Madrid, Dec 22 (DPA) The world’s biggest lottery showered prizes worth more than 2.3 billion euros (about $3 billion) on Spanish winners Wednesday.
The Spanish Christmas lottery has been running for more than 200 years.
The jackpot of three million euros, known as El Gordo (The Fat One), will be divided between people holding tickets numbered 79250.
It will be paid out 195 times, the number of times tickets with the winning number were sold.
It is rare for anyone to win the entire jackpot, because most people only buy fractions of a ticket. An entire ticket costs a hefty 200 euros.
The jackpot went to winners in cities around the country, including Barcelona, Alicante, Tenerife, Madrid, Caceres, Palencia, Murcia and Zaragoza.
The second prize – for the number 00147 – worth 1 million euros, was divided mainly between winners in Madrid and northern cities including Burgos, La Coruna, Llerida and Zaragoza.
It is common for workmates to pool resources to buy tickets, and for businesses to distribute tenths of tickets among their clients.
Winners of the two top prizes included a group of truck drivers in the southern city of Huelva, and a group of residents in the Basque locality of Sestao, who had bought the number of the second prize for 40 years.
Lottery sellers who sold the top jackpot number in Alcorcon near Madrid said they had hired a medium to attract El Gordo to their kiosk.
In the pilgrimage site of Santiago de Compostela, another seller who sold the number of the second prize attributed his luck to Saint James, the patron of the city.

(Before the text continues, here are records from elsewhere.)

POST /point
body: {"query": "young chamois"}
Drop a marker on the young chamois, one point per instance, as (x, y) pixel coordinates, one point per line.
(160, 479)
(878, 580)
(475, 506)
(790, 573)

In the southern village of Velez de Benaudalla, where residents netted 30 million euros from the second prize, the lottery was a ‘relief’ for many families living in a ‘terrible’ economic situation, mayor Pilar Peramos said.
When children from the San Ildefonso school for orphans chanted the winning numbers during the three-hour-long draw, as tradition demands, nearly the entire country came to a standstill as people clustered in front of radio or television sets.
Per Spaniard, spending averaged nearly 60 euros on the Christmas lottery, 0.26 percent less than in 2009, the national lottery agency said.
The minimal decline in sales was attributed by analysts to Spain’s 20-percent unemployment rate, the highest in Western Europe. At the same time, however, many people were hoping a stroke of luck in the lottery would solve their economic problems.
This year’s lottery followed the government’s announcement that it would privatize 30 percent of the national lottery agency. The plan was criticized by lottery sellers fearful of job losses and changes in their working conditions.
The Spanish Christmas lottery is billed as the world’s oldest. It goes back to 1763, when King Charles III needed money for state coffers. The game has been played in its current form since 1812.